More than three quarters (87 per cent) of IFAs say the Financial Services Compensation Scheme has a huge or significant impact on their financial vulnerability and chances of survival.

According to a survey by Panacea Adviser, advisers have been feeling vulnerable themselves amid the cost of living crisis.

The survey found only 6 per cent of advisers said that current company morale was positive with 35 per cent seeing morale as negative or very negative.

Just under half (42 per cent) said they had seen a significant impact to their business as a result of energy increases.

The survey by Panacea Adviser had received 164 anonymous responses at the time of publication.

Derek Bradley founder and chief executive of Panacea Adviser, said the City watchdog “should be very worried for the wellbeing of smaller IFA firms”.

Elsewhere, the survey also revealed that not one single person believes that FCA fee consultations are genuine, stating it is just a box ticking exercise to lead to a pre-determined outcome.

Bradley added: "For most FCA consultations they have already made up their minds before consultation even takes place.

"There are some excellent people at the FCA but it seems that at the top the leadership is very out of touch with reality.”

Last month, FTAdviser spoke to a number of directly authorised IFAs who questioned the regulatory approach to vulnerability, claiming they themselves are under growing pressure and stress from the Financial Conduct Authority.

At the time, one adviser, Richard Bishop, managing director at PFEP Wealth Management, took to Twitter to say he gets “zero support” as a directly authorised adviser, arguing that many advisers are vulnerable right now.

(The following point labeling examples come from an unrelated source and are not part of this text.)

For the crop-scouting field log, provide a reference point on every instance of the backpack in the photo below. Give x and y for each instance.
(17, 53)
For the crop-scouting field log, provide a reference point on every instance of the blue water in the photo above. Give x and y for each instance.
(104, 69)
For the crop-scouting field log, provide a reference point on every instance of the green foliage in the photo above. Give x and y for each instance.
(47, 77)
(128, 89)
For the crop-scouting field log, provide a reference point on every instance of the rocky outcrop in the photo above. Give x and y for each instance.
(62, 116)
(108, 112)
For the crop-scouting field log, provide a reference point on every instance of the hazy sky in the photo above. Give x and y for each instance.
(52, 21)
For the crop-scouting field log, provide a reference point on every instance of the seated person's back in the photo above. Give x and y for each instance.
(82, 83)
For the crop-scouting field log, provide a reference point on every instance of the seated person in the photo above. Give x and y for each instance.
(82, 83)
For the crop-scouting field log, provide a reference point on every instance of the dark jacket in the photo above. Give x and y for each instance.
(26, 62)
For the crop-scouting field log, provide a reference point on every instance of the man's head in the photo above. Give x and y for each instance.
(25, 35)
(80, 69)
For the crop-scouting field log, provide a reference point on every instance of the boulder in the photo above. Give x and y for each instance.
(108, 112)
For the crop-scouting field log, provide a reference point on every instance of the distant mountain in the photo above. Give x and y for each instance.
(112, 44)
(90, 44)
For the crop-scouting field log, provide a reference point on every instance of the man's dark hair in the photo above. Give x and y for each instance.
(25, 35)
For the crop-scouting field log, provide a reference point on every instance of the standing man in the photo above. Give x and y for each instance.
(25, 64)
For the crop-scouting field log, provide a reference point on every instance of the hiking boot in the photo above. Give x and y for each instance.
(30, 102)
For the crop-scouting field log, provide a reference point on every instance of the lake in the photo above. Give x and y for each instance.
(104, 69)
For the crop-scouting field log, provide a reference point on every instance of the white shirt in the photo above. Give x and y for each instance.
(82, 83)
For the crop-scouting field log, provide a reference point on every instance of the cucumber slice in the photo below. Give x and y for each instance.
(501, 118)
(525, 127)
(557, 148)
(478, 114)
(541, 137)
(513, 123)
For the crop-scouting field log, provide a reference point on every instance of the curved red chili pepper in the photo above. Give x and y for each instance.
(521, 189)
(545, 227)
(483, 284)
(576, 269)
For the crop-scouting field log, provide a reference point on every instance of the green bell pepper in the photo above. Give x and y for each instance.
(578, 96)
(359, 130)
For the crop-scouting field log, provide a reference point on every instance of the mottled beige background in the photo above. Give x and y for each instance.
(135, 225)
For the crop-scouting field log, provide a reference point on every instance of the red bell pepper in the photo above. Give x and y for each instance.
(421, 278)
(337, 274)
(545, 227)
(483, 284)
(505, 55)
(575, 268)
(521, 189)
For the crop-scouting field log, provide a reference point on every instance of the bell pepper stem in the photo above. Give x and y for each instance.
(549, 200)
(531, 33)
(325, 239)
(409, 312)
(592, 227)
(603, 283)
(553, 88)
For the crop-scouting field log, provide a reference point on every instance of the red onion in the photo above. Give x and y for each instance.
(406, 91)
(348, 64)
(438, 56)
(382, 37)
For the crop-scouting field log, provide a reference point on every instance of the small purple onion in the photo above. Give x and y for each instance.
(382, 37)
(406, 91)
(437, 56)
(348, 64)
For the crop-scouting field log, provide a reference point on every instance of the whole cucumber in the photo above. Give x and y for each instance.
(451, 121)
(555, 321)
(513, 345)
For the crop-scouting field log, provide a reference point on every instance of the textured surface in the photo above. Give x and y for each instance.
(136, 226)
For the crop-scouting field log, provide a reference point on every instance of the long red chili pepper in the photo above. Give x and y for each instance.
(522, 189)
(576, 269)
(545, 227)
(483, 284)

Bishop said:"“The FCA is not taking into account that small IFAs, (especially single adviser firms of which there are many) are subject to all the drivers of vulnerability the firm's clients may suffer from.”

An FSCS spokesperson said: "FSCS shares the concerns of the financial services sector about high compensation costs, and is very conscious of the impact on levy payers.

"We have just published our first forecast for the 2023/24 levy, to help firms prepare for the year ahead, and we make recoveries wherever possible to help reduce the amount we need to charge to firms. Currently, we expect next year’s levy to be around 20 per cent lower than this year.   

They added: "There is no single answer to the harm which sits behind the compensation FSCS pays. We need solutions that drive simplicity rather than complexity for consumers, address bad practices, such as mis-selling, and create more financial resilience in firms.

"We are committed to being a thoughtful voice in this debate, providing insights and an independent view on the issues.”

The FCA has been approached for comment.

The survey remains open for any advisers wishing to respond.